Un film drammatico su una stazione di servizio riservata solo alle donne. Espandi ▽
Nello Yemen la guerra spacca a metà il paese e non soltanto lo devasta, ma ne altera la composizione sociale: gli uomini sono lontani, impegnati a combattersi al fronte o a pattugliare i checkpoint sparsi qua e là per le strade del paese. Molti dei luoghi rimanenti, quelli un tempo della normalità civile, si trasformano in rifugio unico del femminile come la stazione di servizio gestita da Layal assieme al fratellino Laith.
Il loro è un centro di scambio per il carburante ma anche per il contrabbando amicale, e soprattutto un'oasi dove si possono allentare le rigidità dei codici esterni per le donne della zona. Ma quando Laith, ormai dodicenne, rischia di essere portato via per il servizio militare, Layal deve chiedere aiuto alla sorella Shams per trovare il denaro necessario per trattenerlo.
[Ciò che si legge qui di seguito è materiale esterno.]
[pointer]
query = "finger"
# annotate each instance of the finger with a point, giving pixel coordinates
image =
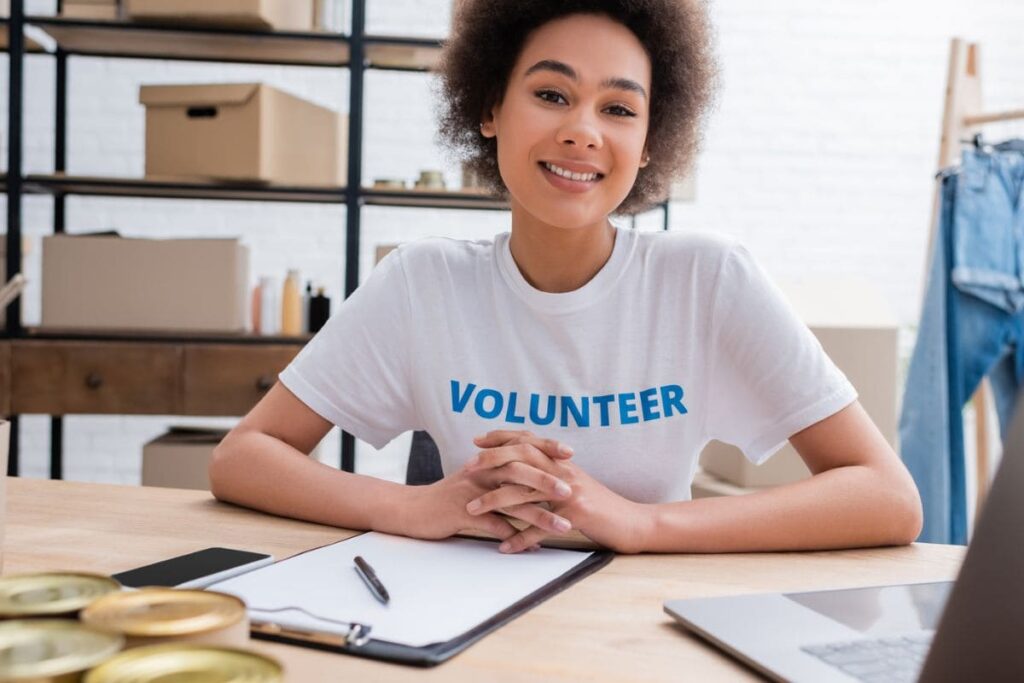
(540, 517)
(501, 456)
(507, 491)
(494, 524)
(525, 539)
(549, 446)
(503, 497)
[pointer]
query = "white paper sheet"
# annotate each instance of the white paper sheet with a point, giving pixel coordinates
(438, 589)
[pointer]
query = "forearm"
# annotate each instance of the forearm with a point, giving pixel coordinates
(845, 507)
(258, 471)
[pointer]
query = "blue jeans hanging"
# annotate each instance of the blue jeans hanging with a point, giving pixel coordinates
(972, 326)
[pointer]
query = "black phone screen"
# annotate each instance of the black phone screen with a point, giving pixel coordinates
(187, 567)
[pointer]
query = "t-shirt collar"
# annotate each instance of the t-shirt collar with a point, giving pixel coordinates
(567, 302)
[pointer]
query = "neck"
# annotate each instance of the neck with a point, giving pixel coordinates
(556, 259)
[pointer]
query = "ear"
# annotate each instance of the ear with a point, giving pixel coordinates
(487, 127)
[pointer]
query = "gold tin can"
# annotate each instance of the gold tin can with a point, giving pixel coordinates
(51, 594)
(156, 615)
(52, 650)
(186, 663)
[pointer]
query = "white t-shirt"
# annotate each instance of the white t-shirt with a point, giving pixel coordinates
(679, 339)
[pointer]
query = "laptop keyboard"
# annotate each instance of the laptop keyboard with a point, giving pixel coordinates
(881, 660)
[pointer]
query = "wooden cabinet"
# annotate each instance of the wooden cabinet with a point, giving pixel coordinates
(4, 379)
(229, 380)
(137, 378)
(65, 378)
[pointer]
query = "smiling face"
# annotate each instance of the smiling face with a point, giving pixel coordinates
(572, 124)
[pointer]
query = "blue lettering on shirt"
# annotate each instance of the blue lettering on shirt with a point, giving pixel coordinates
(581, 415)
(648, 401)
(535, 411)
(627, 408)
(603, 401)
(495, 410)
(570, 411)
(672, 395)
(460, 399)
(510, 415)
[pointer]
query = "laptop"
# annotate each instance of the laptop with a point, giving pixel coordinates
(971, 630)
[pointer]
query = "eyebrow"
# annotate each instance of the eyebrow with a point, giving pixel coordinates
(565, 70)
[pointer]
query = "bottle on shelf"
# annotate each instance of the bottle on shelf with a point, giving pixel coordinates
(291, 305)
(256, 308)
(320, 310)
(269, 313)
(307, 295)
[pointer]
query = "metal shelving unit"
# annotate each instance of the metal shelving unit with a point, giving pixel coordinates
(356, 51)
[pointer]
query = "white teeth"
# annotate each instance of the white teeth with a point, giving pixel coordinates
(586, 177)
In una delle rare opere di realizzazione yemenita che trovano visibilità internazionale, la regista Sara Ishaq riesce a distillare un ritratto umano delle donne del proprio paese attraverso una storia di ordinaria resistenza e dignità. Il film getta uno sguardo attento e non didascalico anche su quella mascolinità che sembrava essere proficua soltanto nella rimozione.